We analyzed the publicly available dataset CC-359, containing 359 T1-w brain MRI of different healthy individuals from 6 different scanners. Preprocessing of the images consisted of brain extraction and N4 bias field correction.
Using the FSL FAST algorithm, all images were automatically segmented into three tissue types, forming the three regions of interest (ROI): cerebrospinal fluid (CSF), gray matter (GM) and white matter (WM). Voxels were assigned to a region if the algorithm reported 100% certainty.
The evaluated normalization techniques were: piecewise linear normalization known as Nyul, z-score transformation on all brain intensities, normalization based on the WM intensity peak known as WhiteStripe, and a custom normalization method.

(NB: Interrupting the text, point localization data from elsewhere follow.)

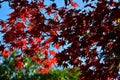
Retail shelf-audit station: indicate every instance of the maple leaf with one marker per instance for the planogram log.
(52, 52)
(74, 4)
(56, 45)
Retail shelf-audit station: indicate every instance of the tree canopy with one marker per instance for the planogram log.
(88, 38)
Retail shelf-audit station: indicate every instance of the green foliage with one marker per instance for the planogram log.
(29, 71)
(65, 74)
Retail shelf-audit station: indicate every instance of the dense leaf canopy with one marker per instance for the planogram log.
(88, 38)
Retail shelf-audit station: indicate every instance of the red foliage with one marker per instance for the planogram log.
(90, 39)
(5, 53)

The custom method isolates the homogeneous parts of the image by excluding voxels whose local surroundings have a high change in intensity. In the remaining image, the two peak intensities are detected and interpreted as CSF and WM. Then, the intensities of the entire image are linearly transformed, mapping the CSF peak intensity to 0 and the WM peak intensity to 100.
For each normalization method and ROI, the Jensen-Shannon distance (JSD) was calculated between each subject’s histogram and the average histogram among all subjects. A lower JSD across subjects correspond to less variability between subjects and thus a more consistent normalization of the intensities in the ROI.